Air Force drops requirement to use ‘So help me God’ in oaths

U.S. military service members take an oath at a mass reenlistment ceremony in Baghdad, Iraq, on July 4, 2008.
U.S. military service members take an oath at a mass reenlistment ceremony in Baghdad, Iraq, on July 4, 2008.
(Marko Drobnjakovic / Associated Press)

There are no atheists in a foxhole, goes the old military saw, but there is a place for them in the Air Force, which has decided to make the words “So help me God,” optional in oaths.

The action allows enlisted members and officers to delete the words “So help me God,” from their oaths. The Air Force’s decision comes after an advocacy group threatened to take legal action on behalf of an atheist airman in Nevada who crossed out the words on his reenlistment papers and ran into problems.

“We take any instance in which airmen report concerns regarding religious freedom seriously,” Secretary of the Air Force Deborah Lee James said in a statement on Wednesday. “We are making the appropriate adjustments to ensure our airmen’s rights are protected.”


The Constitution, in Article II, defines the oath of office for incoming presidents, which does not include the phrase. It does allow the option of affirming rather than swearing the oath. Only one president, Franklin Pierce, is believed to have affirmed rather than sworn the oath.

Last month, the airman in the Nevada case crossed out the phrase in reenlistment papers when he tried to re-up at Creech Air Force Base. He also did not include the phrase in his oath, so officials of his unit said they couldn’t accept his reenlistment.
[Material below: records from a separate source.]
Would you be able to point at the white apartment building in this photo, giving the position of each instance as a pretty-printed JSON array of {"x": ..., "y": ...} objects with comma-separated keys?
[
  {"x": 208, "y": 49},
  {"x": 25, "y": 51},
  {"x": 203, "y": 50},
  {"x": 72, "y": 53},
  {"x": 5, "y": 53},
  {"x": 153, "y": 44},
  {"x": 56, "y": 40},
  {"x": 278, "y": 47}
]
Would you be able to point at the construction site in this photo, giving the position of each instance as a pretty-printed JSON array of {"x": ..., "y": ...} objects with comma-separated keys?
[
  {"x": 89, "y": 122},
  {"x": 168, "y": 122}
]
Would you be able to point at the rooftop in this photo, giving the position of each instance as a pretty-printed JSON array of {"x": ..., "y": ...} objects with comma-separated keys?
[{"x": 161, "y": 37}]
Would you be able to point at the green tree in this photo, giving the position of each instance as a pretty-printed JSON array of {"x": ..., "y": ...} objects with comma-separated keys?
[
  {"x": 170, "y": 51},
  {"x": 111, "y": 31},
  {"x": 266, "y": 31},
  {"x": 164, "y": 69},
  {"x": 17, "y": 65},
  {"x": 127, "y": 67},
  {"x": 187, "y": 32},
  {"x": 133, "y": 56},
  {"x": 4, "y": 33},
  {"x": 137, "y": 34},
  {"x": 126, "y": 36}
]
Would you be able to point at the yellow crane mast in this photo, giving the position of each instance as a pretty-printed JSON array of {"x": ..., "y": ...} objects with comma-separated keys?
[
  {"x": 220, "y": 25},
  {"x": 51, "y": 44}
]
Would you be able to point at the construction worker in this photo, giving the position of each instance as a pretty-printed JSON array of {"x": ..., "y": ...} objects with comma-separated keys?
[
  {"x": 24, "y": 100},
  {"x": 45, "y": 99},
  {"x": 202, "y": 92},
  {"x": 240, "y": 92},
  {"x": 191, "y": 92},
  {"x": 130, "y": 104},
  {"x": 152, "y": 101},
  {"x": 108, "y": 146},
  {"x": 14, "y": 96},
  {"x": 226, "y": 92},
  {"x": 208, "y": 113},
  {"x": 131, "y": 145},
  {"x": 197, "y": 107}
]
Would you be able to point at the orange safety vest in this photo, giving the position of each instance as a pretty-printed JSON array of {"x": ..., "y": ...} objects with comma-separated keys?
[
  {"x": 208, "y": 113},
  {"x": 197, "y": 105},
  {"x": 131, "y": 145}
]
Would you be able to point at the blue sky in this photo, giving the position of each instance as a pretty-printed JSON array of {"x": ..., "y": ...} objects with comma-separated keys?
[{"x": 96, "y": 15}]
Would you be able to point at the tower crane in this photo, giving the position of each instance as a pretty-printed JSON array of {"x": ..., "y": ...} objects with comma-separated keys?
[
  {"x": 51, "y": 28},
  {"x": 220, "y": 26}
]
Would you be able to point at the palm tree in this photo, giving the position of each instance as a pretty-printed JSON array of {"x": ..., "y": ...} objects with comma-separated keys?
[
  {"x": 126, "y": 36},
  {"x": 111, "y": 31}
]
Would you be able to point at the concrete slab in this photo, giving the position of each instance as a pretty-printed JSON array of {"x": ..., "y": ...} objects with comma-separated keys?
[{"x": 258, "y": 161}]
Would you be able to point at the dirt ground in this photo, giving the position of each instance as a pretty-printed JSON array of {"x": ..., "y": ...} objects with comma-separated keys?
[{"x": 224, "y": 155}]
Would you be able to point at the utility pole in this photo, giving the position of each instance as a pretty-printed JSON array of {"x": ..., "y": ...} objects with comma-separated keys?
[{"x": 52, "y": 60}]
Previously, the Air Force had allowed affirmation, but that language was dropped in Oct. 30, 2013, and officials told the Air Force Times, which spotlighted the case, that the law required the phrase “So help me God.” Because it was part of a law, they said, congressional action was needed to omit the words.

With groups threatening to sue, the Air Force said it requested an opinion from the Department of Defense general counsel, and that the ruling was that an individual may strike or omit the words “So help me God” from an enlistment or appointment oath if preferred. The Air Force said it will update the paperwork to reflect the policy.

The Military Religious Freedom Foundation, an Albuquerque, N.M.-based group, had protested the policy of forcing an oath to God as unconstitutional. It called the change in Air Force policy a “resounding victory.”


“I, _____, do solemnly swear (or affirm) that I will support and defend the Constitution of the United States against all enemies, foreign and domestic; that I will bear true faith and allegiance to the same; and that I will obey the orders of the President of the United States and the orders of the officers appointed over me, according to regulations and the Uniform Code of Military Justice. So help me God.